Microsoft's yearning for Yahoo has some amount of desperation, but there is a pragmatic side to the union. Microsoft's strategy is to get some lift, or at least cause Google some pain, and become a healthy number two in search. It's a marathon, not a sprint, and Microsoft is really good at marathons.
While the company the Gates and Ballmer built is trying to perform the search and advertising intervention, it will move aggressively into the next major battlefield--trying to create the personalized Web portal that is equivalent to Microsoft Office of the last decade, in terms of dominating the market. This is where Yahoo's assets come into play.
Looking at the data, for the week ending Jan. 26th, 2008, Hitwise pegged the U.S. market share of all Internet visits for Yahoo properties at 13.2 percent. Suitor Microsoft's MSN was 2.3 percent and rival Google came in at 7.7 percent. Google's strengths are search, YouTube, image search, Maps and Gmail, which trails Yahoo Mail and Microsoft's Hotmail.
The Web is becoming more social and personal, and widgetized. Outside of search, or coincident with it, becoming the home page for billions of people, aggregating feeds, email, social connections, photos, video and other content and services, is the end game.
Yahoo is the leader on that front. Time spent, not just number of users or pages consumed, is a key metric. While search is clearly the big dog today, managing the user's preferences, feeds, social graph, messaging and media is a huge opportunity, and Microsoft is trying to assemble the pieces with spare parts from Yahoo and its investment in Facebook, although the $240 million it put into the social network yields about 1.5 percent of influence based on the $15 billion valuation.
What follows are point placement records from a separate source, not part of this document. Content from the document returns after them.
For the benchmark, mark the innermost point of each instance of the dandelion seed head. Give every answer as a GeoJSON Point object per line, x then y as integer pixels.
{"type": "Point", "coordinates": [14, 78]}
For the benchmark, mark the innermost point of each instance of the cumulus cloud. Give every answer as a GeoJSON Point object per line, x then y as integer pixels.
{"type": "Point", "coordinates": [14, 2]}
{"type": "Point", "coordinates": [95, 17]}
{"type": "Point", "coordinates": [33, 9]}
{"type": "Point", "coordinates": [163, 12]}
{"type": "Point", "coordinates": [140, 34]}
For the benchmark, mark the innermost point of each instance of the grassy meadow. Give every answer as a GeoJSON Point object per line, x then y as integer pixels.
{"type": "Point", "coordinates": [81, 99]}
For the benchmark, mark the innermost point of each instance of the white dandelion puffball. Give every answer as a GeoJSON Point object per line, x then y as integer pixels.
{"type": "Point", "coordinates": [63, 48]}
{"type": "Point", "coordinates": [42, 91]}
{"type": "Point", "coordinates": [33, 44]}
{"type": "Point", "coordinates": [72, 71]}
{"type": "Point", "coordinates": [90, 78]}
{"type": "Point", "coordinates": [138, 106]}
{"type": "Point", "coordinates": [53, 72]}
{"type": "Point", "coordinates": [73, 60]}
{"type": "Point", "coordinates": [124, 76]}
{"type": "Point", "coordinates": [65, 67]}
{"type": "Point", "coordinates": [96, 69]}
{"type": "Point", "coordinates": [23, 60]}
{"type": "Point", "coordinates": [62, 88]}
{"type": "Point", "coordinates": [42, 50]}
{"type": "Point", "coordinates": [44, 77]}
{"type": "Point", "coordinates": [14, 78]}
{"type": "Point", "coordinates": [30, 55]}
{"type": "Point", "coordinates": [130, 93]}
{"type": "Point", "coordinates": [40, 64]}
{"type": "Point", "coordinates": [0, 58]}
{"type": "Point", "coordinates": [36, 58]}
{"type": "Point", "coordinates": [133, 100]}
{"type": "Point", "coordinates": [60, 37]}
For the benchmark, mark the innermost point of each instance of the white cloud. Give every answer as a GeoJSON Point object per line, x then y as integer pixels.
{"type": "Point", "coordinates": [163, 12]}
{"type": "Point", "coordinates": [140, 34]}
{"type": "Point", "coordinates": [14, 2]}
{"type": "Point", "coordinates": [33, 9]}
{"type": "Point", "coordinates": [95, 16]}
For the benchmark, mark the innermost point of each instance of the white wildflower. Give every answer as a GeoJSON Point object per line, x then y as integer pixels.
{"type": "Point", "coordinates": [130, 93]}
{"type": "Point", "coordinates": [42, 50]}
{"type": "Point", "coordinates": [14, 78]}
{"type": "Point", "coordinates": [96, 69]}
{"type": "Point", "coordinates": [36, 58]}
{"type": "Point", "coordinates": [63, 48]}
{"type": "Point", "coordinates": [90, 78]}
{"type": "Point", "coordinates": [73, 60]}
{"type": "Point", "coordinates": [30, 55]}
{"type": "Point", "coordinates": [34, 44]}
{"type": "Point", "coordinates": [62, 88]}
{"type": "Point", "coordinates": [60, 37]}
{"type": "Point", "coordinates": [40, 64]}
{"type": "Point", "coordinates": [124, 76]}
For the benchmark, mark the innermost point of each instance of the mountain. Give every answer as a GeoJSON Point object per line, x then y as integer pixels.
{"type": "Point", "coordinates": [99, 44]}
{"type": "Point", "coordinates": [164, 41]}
Google search doesn't drive massive downstream traffic to other Google properties, but the monetization of search is superior to email, personal pages or other types of applications. In addition, Google has done well in exposing and monetizing its services via APIs. Yahoo and Microsoft have strong email and start pages that drive downstream traffic, according to Hitwise, but famously fall way short of Google in search.
Microhoo could force Google to focus more on iGoogle, trying to be more of a destination for users beyond search or Gmail.
My friend Steve Gillmor characterized Microsoft's strategy as trying to do the same thing to Google in search that Google did to Microsoft Office with Google Apps. The comparison kind of works--at this point Google Apps is a blip on Microsoft's radar, but that could change faster than Ballmer would like. Microsoft search is a blip on Google's radar, although not likely to cause pain any time soon. Steve went on to say, "The goal is not to be number two--it's an ancillary benefit--but to cause enough pain for Google to give Microsoft the time and credibility to take a more open approach to providing a clone of Gmail and other the Google Apps."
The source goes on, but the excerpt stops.